Chris Sosa wrote a post for the Huffington Post "Gay Voices" blog today entitled "Fellow Liberals, Please Stop Claiming Jesus Accepts LGBT People" (http://www.huffingtonpost.com/chris-sosa/stop-claiming-jesus-accep_b_7051550.html?utm_hp_ref=gay-voices). In the piece, he chastises liberals for accusing right-wing Christians of not understanding their own religion. Mr. Sosa stated: "Paul condemns queer folks. And there isn't a shred of evidence that Jesus was a fan either, assuming he existed." He continued: "When Christians tell you that their book calls you an 'abomination,' they're more right than wrong. Despite how infrequently it occurs, clobber passages are there." A little later Mr. Sosa reveals the thing that is really irritating him: "if we bother arguing that the Bible supports us, we're conceding its validity as a moral text."
Mr. Sosa and others may not like it, but the reality is that there are a number of different ways to interpret the passages in Scripture which refer to homosexuality. Personally, I agree with the "right-wingers" and Mr. Sosa - I think that Scripture is very explicit in its condemnation of homosexual behavior in a number of passages (e.g. Leviticus 18:22 and 20:13). However, I also believe that Scripture has numerous factual errors and contradictions. As a consequence, I have rejected the doctrines of inerrancy and Sola Scriptura. Hence, I feel comfortable in stating that the Bible is just wrong in the places where it condemns homosexual behavior. It is my opinion that most of the folks who interpret these passages in a way that does not condemn homosexuality are attempting to provide a framework for this topic that enables them (and their supporters) to continue to support the doctrines of inerrancy and Sola Scriptura. This is not the way that I have chosen to attack the issue, but I respect their right to see it differently than I do.
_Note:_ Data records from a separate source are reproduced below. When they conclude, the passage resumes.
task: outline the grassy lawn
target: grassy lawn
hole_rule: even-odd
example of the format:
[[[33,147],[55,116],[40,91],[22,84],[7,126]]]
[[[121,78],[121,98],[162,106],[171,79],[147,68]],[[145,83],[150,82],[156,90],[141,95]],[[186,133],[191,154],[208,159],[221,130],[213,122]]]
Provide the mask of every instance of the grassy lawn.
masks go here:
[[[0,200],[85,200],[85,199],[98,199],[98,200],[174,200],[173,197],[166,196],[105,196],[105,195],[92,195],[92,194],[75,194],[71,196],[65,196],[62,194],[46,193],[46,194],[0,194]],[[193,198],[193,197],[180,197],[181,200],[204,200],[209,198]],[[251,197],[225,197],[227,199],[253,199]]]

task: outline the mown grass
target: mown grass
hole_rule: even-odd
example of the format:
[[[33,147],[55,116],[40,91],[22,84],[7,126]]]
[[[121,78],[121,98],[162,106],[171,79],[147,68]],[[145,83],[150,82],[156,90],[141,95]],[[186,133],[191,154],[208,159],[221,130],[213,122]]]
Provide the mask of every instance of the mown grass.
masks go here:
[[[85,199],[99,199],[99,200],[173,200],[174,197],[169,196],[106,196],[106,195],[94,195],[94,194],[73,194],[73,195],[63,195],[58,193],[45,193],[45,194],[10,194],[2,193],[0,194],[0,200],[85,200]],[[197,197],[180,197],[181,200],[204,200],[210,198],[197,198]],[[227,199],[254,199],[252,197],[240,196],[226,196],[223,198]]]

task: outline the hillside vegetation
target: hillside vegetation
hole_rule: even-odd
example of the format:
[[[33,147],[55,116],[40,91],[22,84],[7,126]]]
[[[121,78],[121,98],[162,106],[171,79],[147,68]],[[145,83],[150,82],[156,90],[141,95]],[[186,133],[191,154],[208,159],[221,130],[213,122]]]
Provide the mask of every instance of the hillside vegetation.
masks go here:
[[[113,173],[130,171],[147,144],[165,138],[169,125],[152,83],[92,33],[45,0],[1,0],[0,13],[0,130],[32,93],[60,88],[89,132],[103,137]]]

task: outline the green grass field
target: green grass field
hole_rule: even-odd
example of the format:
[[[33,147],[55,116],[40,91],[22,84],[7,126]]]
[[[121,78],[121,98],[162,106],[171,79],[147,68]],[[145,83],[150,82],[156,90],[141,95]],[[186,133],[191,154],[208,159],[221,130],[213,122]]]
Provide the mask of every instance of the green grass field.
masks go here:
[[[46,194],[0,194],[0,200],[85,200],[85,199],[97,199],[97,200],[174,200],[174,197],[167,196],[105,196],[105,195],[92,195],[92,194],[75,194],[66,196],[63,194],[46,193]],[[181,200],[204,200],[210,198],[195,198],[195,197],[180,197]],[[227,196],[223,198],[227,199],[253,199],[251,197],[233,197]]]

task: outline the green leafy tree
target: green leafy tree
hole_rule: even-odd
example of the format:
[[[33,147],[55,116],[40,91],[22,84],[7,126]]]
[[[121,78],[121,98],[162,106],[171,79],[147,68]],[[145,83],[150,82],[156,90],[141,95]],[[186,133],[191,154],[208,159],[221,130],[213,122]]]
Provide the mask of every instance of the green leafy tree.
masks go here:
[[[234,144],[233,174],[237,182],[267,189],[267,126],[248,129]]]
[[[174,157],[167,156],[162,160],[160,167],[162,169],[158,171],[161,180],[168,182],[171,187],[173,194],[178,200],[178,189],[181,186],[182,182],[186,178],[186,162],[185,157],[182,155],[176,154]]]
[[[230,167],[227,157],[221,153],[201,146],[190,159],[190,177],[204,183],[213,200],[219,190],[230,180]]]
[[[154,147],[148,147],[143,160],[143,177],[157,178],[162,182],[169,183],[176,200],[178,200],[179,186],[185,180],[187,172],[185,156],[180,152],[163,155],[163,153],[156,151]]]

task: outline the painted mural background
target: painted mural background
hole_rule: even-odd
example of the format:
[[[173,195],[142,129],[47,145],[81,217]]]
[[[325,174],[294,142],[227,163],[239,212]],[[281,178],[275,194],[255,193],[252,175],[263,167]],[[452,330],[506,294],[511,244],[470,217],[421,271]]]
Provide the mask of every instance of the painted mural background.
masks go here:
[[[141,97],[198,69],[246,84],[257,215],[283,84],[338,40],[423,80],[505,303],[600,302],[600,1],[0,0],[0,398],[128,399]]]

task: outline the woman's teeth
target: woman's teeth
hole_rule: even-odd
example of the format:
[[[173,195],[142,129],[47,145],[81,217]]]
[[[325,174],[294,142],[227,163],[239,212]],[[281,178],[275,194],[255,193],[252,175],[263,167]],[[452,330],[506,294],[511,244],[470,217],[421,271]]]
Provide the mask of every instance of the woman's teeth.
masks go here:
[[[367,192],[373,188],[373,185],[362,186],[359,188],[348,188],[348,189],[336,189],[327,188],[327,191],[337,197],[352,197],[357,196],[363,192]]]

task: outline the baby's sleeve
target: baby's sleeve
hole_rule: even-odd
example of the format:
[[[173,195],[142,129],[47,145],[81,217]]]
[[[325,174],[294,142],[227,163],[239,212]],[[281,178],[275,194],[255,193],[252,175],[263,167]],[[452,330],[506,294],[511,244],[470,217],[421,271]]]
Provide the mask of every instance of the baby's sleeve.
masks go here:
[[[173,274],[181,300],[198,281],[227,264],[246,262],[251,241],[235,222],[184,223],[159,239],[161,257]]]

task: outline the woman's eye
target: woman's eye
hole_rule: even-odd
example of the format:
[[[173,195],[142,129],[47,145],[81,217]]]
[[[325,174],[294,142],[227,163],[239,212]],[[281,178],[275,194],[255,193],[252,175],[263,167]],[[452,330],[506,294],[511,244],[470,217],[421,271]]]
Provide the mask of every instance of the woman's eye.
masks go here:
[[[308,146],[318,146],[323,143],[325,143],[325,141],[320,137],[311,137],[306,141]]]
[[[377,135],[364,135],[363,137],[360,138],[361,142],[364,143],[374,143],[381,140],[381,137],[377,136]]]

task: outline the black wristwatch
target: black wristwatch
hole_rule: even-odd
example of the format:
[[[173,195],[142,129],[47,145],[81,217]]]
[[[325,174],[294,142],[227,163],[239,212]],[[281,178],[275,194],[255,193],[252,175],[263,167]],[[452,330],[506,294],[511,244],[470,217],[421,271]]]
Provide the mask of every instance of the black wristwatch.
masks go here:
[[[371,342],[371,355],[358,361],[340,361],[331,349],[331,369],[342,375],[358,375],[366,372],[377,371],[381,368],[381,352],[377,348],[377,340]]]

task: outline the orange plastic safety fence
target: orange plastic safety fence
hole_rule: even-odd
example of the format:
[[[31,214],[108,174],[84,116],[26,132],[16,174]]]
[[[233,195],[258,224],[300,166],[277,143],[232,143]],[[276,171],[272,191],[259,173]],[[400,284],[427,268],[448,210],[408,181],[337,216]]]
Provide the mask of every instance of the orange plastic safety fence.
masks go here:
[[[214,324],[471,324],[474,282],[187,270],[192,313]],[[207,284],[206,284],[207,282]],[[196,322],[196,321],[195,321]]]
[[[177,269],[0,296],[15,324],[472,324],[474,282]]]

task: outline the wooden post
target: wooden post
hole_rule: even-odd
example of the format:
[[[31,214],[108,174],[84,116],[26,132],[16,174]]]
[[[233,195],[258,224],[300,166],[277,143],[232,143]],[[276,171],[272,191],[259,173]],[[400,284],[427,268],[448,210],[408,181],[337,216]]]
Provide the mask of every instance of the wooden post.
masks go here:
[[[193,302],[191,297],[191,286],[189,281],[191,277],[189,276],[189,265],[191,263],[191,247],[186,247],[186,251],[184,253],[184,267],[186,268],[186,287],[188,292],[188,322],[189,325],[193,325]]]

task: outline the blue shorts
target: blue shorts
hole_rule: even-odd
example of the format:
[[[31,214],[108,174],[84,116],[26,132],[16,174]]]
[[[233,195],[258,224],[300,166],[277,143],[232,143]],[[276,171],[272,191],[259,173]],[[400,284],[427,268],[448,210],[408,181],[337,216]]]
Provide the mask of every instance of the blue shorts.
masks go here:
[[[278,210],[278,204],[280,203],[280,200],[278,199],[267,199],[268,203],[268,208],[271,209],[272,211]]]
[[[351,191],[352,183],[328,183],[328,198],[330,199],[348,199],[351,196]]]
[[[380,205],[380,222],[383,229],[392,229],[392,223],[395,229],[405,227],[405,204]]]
Unfortunately, many of the folks who adopt my approach (including apparently Mr. Sosa) feel justified in completely dismissing the Bible's "validity as a moral text." Having demonstrated to their own satisfaction that Scripture is full of errors and contradictions, they simply cannot see any value in continuing to consult the book or concede that it has the potential to make any meaningful contribution to our dialogue about morality. The Bible is a big book, and it presents a lot of information and viewpoints on a lot of different subjects. To me, it seems just as ridiculous to reject the whole thing as it does to accept it all without reservation.
When my father (or someone else) tells me that the Bible condemns homosexuality, I don't have any problem saying "You're right. And I, along with millions of open and affirming people across this great country, do not care." I can say that because I don't see the Bible in the same way that he does, but he is entitled to see it differently than I do. Moreover, from where I'm sitting, I don't think that my father is any worse off than Mr. Sosa. Sorry sir, I'm still going to say that Jesus accepts LGBT people (I believe that the weight of the evidence from Scripture, science/reason and the world around us points to the conclusion that God and Jesus love and accept gay folks).